La recensione del film "La scelta giusta", di Andrea D'Emilio disponibile su Amazon Prime Video dal 22 Dicembre

Recensione a cura di Mario Turco

I film italiani vanno su Amazon Prime Video e su Netflix, e questo è un bene. I film italiani vanno su Amazon Prime Video e su Netflix, e questo è un male. Perché far parte di un catalogo streaming mondiale garantisce sì la più estesa visibilità che un autore possa commercialmente desiderare ma il prezzo da pagare è inevitabilmente il conformismo stilistico. “La scelta giusta”, esordio nel lungometraggio di Andrea D'Emilio disponibile dal 22 dicembre su Prime Video e su Chili distribuito da 102 Distribution è paradigmatico in tal senso. Il film prodotto da Alberto De Venezia e sceneggiato dal regista – anche montatore - con Eleonora Pennisi e Daniele Malavolta è un thriller con un piccolo budget che invece di cercare una difficile collocazione nei palinsesti tv o festivalieri italiani sceglie di confrontarsi coi colossi dell'intrattenimento internazionale. Solo che per farlo cede, consapevolmente o meno non interessa, una quota di personalità ad una standardizzazione di genere oramai sempre più presente nel nostro cinema. “La scelta giusta” non nasconde da subito come l'AlterEgo, la società del protagonista Luca interpretato da Luca Lionello, le sue “ambizioni”: le musiche di Mario Spinelli e di Andrea “Polysinth” Policiti fanno la spola tra echi hermanniani e sonorità elettroniche derivanti da una storia che si svolge in ambienti hi-tech. 

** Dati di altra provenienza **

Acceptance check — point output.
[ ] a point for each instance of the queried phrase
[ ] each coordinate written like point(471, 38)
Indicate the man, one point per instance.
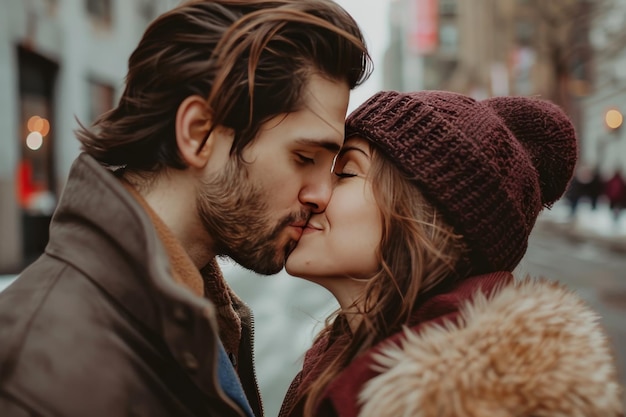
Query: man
point(221, 144)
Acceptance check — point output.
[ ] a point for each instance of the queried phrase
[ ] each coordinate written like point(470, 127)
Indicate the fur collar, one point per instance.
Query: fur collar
point(532, 348)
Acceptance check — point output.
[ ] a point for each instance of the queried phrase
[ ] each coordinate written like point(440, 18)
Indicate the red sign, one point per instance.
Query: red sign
point(424, 26)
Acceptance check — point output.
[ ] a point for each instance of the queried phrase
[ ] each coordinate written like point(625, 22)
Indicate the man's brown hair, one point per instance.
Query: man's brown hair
point(251, 59)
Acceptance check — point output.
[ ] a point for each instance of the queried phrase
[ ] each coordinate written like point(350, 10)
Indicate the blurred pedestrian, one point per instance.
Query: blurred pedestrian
point(615, 191)
point(435, 197)
point(221, 144)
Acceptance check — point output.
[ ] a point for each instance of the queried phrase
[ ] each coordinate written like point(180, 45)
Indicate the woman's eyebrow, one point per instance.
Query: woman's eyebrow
point(347, 149)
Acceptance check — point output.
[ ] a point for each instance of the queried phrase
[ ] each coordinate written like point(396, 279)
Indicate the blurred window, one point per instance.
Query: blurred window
point(448, 39)
point(100, 11)
point(447, 7)
point(524, 31)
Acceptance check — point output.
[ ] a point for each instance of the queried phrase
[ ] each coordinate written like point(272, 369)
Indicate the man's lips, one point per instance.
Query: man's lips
point(298, 227)
point(310, 228)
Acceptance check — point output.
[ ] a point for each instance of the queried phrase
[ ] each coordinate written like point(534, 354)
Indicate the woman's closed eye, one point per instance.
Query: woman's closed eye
point(345, 174)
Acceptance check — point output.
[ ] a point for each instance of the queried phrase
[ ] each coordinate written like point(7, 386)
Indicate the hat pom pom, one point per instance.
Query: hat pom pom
point(547, 134)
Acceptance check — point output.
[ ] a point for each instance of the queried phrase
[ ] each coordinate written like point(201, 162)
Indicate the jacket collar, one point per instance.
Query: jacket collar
point(100, 229)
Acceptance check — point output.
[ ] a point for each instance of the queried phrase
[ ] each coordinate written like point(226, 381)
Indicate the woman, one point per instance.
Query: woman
point(435, 197)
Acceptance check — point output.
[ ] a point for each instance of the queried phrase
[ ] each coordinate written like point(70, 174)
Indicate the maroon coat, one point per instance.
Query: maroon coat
point(459, 339)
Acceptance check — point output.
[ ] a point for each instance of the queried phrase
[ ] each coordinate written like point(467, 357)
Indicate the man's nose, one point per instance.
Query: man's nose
point(316, 192)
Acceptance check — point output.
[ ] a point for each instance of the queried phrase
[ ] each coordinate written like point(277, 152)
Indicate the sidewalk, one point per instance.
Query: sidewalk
point(597, 226)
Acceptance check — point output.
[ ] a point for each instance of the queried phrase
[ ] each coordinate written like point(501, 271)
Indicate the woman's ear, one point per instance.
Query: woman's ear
point(193, 122)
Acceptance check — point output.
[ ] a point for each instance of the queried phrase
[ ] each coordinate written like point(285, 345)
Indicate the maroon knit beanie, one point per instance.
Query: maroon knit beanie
point(489, 166)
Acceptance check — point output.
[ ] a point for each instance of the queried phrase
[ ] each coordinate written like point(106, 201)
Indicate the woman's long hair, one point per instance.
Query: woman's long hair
point(417, 252)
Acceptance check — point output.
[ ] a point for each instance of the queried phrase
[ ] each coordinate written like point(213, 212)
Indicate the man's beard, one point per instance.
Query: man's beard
point(234, 211)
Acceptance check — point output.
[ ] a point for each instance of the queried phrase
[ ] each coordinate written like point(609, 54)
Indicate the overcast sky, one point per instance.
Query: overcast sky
point(372, 16)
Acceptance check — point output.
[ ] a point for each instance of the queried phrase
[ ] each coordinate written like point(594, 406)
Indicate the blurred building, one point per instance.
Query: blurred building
point(486, 48)
point(605, 105)
point(60, 60)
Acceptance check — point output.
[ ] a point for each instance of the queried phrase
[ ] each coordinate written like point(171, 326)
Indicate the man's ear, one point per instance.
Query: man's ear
point(193, 121)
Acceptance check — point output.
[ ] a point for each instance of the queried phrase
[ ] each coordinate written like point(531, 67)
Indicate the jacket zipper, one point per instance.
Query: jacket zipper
point(254, 378)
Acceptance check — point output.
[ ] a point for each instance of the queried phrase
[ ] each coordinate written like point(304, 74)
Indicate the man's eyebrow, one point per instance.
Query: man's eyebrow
point(330, 145)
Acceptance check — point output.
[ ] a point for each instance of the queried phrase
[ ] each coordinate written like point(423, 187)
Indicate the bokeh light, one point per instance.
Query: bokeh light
point(34, 140)
point(613, 119)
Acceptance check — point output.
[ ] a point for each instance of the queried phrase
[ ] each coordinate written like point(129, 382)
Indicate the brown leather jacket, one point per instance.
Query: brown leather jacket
point(98, 326)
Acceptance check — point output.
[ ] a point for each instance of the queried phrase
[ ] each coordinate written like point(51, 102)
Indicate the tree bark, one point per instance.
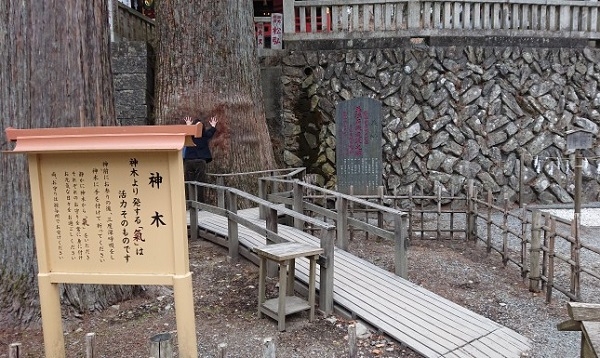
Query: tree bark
point(54, 72)
point(208, 65)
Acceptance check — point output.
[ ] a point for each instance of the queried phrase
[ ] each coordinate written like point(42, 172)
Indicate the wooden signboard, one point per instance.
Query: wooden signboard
point(358, 146)
point(109, 208)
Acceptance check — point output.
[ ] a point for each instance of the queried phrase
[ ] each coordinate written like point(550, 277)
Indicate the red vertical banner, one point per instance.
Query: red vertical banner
point(276, 31)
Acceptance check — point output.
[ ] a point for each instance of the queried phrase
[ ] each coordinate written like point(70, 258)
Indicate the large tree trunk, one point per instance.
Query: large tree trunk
point(54, 72)
point(208, 64)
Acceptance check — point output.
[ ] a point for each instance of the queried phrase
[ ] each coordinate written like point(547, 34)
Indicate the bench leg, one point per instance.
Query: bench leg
point(283, 268)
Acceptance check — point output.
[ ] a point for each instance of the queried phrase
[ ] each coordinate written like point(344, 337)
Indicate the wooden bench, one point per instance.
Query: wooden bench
point(285, 254)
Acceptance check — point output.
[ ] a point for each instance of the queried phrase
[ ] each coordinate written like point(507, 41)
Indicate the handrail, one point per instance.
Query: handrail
point(321, 19)
point(292, 171)
point(337, 194)
point(259, 201)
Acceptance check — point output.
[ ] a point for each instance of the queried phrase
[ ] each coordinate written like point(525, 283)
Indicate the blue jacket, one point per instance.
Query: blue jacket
point(201, 150)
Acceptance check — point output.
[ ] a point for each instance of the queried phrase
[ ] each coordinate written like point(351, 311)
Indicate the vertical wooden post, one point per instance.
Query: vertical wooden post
point(352, 348)
point(505, 233)
point(232, 228)
point(220, 192)
point(521, 176)
point(410, 213)
point(14, 350)
point(268, 348)
point(161, 345)
point(381, 195)
point(262, 193)
point(575, 249)
point(54, 342)
point(524, 232)
point(90, 344)
point(342, 222)
point(551, 253)
point(545, 253)
point(438, 228)
point(222, 350)
point(400, 233)
point(490, 200)
point(326, 272)
point(298, 205)
point(271, 225)
point(193, 193)
point(536, 248)
point(471, 219)
point(351, 212)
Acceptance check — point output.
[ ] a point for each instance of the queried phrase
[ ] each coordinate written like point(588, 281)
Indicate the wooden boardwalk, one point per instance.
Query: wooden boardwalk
point(424, 321)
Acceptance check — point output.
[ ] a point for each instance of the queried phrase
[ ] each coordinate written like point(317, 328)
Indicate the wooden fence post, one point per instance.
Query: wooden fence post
point(575, 249)
point(90, 343)
point(193, 193)
point(471, 218)
point(342, 222)
point(536, 248)
point(490, 200)
point(222, 352)
point(352, 351)
point(271, 225)
point(551, 253)
point(381, 195)
point(262, 193)
point(161, 345)
point(221, 192)
point(400, 233)
point(298, 205)
point(268, 348)
point(14, 350)
point(232, 228)
point(326, 272)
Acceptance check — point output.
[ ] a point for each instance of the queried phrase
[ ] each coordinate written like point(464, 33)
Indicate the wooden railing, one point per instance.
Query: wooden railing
point(131, 25)
point(326, 19)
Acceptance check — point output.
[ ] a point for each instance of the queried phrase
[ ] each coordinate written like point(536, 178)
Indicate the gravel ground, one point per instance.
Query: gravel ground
point(483, 284)
point(225, 297)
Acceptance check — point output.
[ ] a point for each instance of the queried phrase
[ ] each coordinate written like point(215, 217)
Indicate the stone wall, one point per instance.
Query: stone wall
point(133, 78)
point(450, 114)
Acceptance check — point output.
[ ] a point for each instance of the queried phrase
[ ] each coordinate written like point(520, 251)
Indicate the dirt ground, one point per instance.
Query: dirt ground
point(225, 298)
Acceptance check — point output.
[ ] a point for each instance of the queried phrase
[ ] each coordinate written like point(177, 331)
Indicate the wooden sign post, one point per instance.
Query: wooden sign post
point(109, 208)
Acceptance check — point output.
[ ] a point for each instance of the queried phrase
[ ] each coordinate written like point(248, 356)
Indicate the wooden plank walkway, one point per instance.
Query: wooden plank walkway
point(424, 321)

La rivisitazione contemporanea del tema del doppelganger messa in immagini da Andrea D'Emilio strizza infatti l'occhio ai dopati noir metropolitani di Michael Mann e di tanto cinema hongkonghese provando allo stesso tempo ad avere un ritmo universalistico facilmente decodificabile dagli onnivori spettatori delle piattaforme streaming. Il risultato di questa scelta è una canonica quanto patinata discesa agli inferi che seppur portata in atto con uno stile da applausi per una produzione così esigua fa riflettere ancora una volta sulla smaccata opportunità della rinuncia alla personalizzazione. “La scelta giusta” ad ogni inquadratura sembra cercare l'eliminazione di qualunque referente topografico così che le poche scene in esterna sono girate con droni che sembrano sorvegliare piuttosto che localizzare (i voli radenti su strade anonime di Tivoli in cui si rinuncia perfino al 4K di ripresa con un amatoriale cambio di tecnologia che non rende giustizia alla perizia mostrata per il resto del film). L'immersione in una realtà finzionale fin troppo stereotipatamene asettica rende stridente il contrasto con un soggetto narrativo che invece insiste senza timori di leggibilità audiovisuale sul tecnicismo dell'ambiente. Facendo propria la lezione delle grandi opere del genere, dalla serie “Mr. Robot” all'ultimo film di Michael Mann “Blackhat”, la sceneggiatura a sei mani del film sceglie con convinzione di puntare su uno dei tanti soggetti interessanti derivabili dagli applicativi tecnologici – in questo caso la realtà aumentata e le sue implicazioni nel campo della sicurezza – con un linguaggio specialistico ed appassionante, sia per i profani che per i geek della materia. 


La scrittura non ha in questo senso mai un momento di collasso mentre le uniche indecisioni che si possono riscontrare sono in merito allo sviluppo delle sottotrame, alcune delle quali vengono lasciate campate per aria (Caterina come love interest dei due soci dell'AlterEgo). Se in merito ad alcune facilonerie narrative si può soprassedere – il nerdismo di Marco non gratta nemmeno la superficie dato che cita appena i grossi nomi, da Call of Duty a Game of Thrones – è in proprio il tema del doppio, focus centrale del film, a trovare una messa in scena abbastanza piatta. Basta avere un minimo di bagaglio di genere per capire subito il mistero soggiacente dietro alle sempre più strane apparizioni di Flavio, così come il suo insistito ricorso alle droghe ed agli eccessi sessuali trova ben presto un'esplicazione psicologica scaturita dal pressing illegale della RealTech ai danni di Luca. “La scelta giusta” trova quindi la sua ragion d'essere in una fruizione streaming che se da un lato accontenta con professionalità le esigenze di divertimento sempre più esigenti di una platea internazionale dall'altra corre il rischio di venire rinchiusa in questa intelligente gabbia di stimoli.